Problems Determining Optimal Cluster Number for Time-Series Data

Question

I'm facing problems with determining the right number of clusters for my 2D time-series data.

I have a numerical simulation that outputs a time-series of 2D grids that represent a mass density evolving in time (imagine a drop of liquid spreading from the center of the box) for a certain set of parameters (that characterize the liquid). I redo this simulation for many different parameters (sampled from a grid on the space of parameters).
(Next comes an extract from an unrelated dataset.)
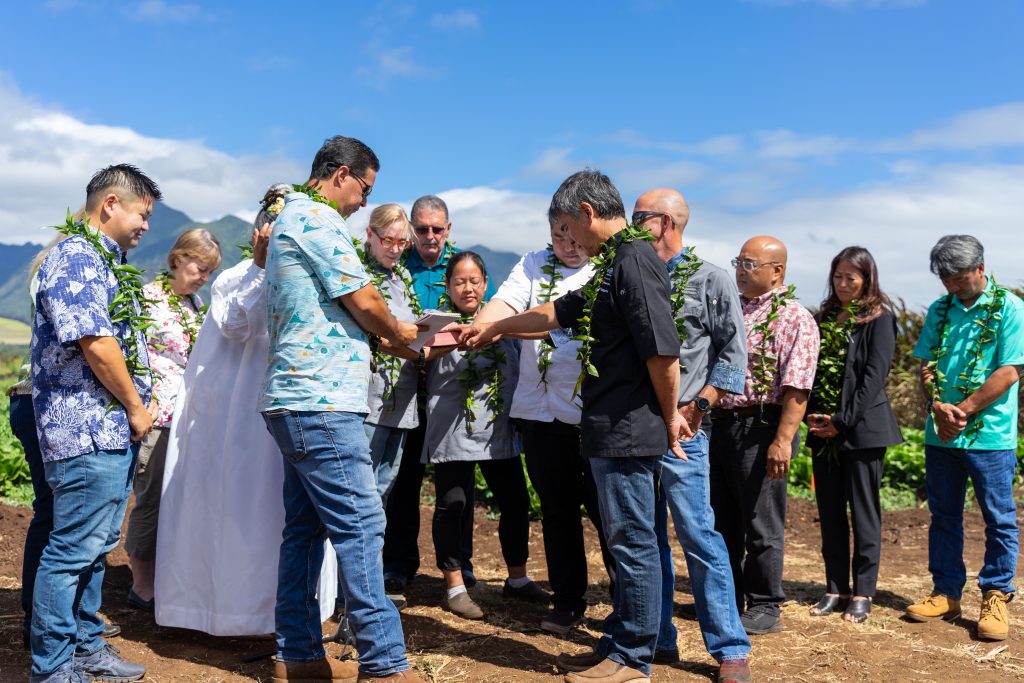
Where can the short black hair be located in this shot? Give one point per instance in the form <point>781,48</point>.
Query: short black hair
<point>340,151</point>
<point>124,179</point>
Just by looking at the time-series, I can make up different regimes of dynamics in this parameter space (e.g. the liquid drop spreading fast or slow, uniformly in one direction vs. isotropically, etc.).

I'm running Kernel KMeans with the GAK for a fixed number of clusters (k) on the time-series, hiding the parameters. When I reintroduce the parameters and plot the assignments in this parameter space, the clusters are well separated, indicating that the model is learning something "meaningful" about the dynamics. When I run the algorithm for different k and plot the residual loss, I don't really see an elbow, though.

Has anyone faced a similar challenge or can suggest alternative methods or metrics for choosing k in this context? Any insights or suggestions would be greatly appreciated.

Answer 1

You can use results from K-means to explore cluster validity using other methods, based on different distance methods. Firstly, I would recommend looking at the effect of various feature transformations (normalization, mean-zero standardization, and percentiles) on cluster validity. That is, transform feature values first, then run K-means, then generate your plot. There are also a number of different estimators one can use for cluster validity, such as Davies-Bouldin index, Dunn's index, Silhouette distance, Hubert's $\Gamma$ statistic, etc.

In the plots below, I show the average object to cluster distance as a function of $k$ using 4 distance metrics (Euclidean, Manhattan, Chebychev, Canberra) for the raw, normalized, and mean-zero standardized feature values. You can see that when feature values are standardized, the Canberra distance shows are very distinct knee at $k=3$, and so does Chebychev.